ISIS (whose nominal sympathizers continue their practice of whacking at poorly protected sites in the American Midwest — this time at an Indianapolis artisan group) posts a sinister call asking supporters to attack US military personnel in their homes. The Caliphate helpfully publishes a doxed list of service members and their addresses, gleaned apparently from public sources. Such episodes illustrate the degree of nuisance (and menace) achievable with very modest technical skills.
The Rocket Kitten APT group (linked to Iran's government) resurfaces with attacks on European and Israeli targets.
China's government denies involvement with last week's hack of Register.com, suggesting accusations to the contrary are basically another American provocation. (Back in America, the FBI is investigating the hack.)
Cisco announces discovery of new paycard-scraping point-of-sale malware, PoSeidon, caught exfiltrating stolen data to servers in Russia.
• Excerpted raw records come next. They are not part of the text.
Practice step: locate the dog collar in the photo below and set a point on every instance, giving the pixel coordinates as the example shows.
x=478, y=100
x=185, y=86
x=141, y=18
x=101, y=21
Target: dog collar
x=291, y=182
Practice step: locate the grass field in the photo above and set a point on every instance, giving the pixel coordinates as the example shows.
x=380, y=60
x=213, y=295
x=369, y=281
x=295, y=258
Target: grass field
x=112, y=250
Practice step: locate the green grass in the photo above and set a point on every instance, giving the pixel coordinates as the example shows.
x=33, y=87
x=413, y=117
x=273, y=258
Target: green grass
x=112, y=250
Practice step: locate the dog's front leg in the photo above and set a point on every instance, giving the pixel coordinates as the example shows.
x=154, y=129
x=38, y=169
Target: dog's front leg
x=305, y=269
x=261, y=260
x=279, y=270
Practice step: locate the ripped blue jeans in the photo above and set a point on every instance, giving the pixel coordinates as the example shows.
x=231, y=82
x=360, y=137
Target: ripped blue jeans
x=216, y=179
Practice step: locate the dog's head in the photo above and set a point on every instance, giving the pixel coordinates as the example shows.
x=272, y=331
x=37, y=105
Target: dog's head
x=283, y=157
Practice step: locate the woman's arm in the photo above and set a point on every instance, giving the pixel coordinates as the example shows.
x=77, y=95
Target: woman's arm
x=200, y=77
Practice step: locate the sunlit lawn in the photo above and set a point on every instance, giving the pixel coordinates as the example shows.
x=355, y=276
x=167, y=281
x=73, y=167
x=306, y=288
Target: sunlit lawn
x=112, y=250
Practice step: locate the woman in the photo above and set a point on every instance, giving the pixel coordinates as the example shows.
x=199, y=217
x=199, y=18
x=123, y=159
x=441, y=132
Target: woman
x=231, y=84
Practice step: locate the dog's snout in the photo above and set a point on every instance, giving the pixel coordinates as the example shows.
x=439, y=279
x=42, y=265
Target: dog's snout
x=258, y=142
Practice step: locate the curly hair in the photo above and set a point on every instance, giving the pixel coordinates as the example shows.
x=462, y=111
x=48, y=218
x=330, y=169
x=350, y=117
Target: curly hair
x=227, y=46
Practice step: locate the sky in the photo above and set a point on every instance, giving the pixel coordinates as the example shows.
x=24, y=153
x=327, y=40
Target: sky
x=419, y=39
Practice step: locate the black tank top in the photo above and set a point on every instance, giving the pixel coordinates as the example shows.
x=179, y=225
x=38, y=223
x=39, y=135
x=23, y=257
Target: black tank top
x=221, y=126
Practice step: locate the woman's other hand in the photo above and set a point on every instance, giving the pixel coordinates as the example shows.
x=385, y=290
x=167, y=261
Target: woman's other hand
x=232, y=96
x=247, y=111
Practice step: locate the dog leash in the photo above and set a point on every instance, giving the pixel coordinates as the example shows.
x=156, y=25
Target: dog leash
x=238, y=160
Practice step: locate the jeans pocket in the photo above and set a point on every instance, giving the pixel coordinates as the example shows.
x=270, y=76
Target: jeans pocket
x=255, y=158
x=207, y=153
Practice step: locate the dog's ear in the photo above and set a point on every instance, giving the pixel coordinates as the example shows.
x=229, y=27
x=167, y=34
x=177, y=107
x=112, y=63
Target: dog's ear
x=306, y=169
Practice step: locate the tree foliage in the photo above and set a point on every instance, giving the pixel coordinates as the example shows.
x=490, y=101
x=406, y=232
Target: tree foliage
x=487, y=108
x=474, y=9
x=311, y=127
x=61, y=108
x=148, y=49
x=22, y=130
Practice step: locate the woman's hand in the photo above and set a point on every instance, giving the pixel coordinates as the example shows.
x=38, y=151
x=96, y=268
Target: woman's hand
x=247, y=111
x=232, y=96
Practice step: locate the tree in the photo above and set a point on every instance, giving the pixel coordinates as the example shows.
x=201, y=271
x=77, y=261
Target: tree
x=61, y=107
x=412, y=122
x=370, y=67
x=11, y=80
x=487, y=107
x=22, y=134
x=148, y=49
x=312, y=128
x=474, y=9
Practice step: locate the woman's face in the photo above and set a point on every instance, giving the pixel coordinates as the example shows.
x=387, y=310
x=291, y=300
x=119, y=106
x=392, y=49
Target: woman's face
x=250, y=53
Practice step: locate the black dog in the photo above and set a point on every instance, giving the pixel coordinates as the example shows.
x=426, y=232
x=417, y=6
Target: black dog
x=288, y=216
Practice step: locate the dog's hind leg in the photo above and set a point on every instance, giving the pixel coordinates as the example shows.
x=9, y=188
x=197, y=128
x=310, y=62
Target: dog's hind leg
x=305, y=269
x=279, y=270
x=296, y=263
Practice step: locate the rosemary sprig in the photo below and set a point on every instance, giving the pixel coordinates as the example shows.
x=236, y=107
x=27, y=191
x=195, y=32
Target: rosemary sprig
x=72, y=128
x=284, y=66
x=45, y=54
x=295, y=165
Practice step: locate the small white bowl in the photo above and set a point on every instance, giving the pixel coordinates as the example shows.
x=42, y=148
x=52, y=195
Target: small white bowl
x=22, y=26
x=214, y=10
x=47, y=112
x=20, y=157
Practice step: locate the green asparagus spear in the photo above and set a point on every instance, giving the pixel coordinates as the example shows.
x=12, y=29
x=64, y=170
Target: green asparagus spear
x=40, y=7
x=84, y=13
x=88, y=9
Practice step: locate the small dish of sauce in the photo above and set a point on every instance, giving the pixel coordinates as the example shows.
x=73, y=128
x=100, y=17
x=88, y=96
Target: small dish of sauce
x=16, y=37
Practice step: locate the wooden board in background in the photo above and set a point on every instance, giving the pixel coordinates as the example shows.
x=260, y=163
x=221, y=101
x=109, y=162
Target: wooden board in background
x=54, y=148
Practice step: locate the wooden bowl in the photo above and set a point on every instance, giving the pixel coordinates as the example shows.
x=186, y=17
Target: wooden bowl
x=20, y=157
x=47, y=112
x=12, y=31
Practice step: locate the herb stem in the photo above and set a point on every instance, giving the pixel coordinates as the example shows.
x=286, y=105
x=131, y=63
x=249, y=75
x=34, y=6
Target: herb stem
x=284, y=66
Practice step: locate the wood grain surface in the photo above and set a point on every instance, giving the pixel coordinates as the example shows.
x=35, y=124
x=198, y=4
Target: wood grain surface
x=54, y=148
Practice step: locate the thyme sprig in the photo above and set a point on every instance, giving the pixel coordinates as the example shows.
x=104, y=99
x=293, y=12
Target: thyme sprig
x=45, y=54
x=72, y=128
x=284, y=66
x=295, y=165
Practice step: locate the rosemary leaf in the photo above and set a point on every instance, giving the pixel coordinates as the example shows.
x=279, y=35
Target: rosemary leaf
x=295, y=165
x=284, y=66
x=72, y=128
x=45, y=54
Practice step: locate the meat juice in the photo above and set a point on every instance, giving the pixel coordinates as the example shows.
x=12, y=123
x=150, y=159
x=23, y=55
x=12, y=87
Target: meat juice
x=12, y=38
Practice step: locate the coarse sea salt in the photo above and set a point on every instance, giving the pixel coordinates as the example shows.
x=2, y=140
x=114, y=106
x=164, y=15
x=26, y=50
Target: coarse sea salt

A site-hijacking bug is found in another WordPress plug-in. Pakistan blocks WordPress for "national security" reasons, but that's because of terrorist group Tehreek Taliban Pakistan's heavy use of the blogging platform, not any technical vulnerabilities.
A recently patched Flash vulnerability appears in the Nuclear exploit kit. Patched bugs are being weaponized at a noticeably faster pace — speed of patching grows in importance.
Bank of America customers are targeted in a phishing campaign that shows a new tactical wrinkle: use of spoofed email addresses with a .gov top-level domain.
Apple and Google continue purging their respective app stores. Analysts warn that leaky apps have become a principal enterprise threat.
High-profile hacking spurs a wave of security IPOs.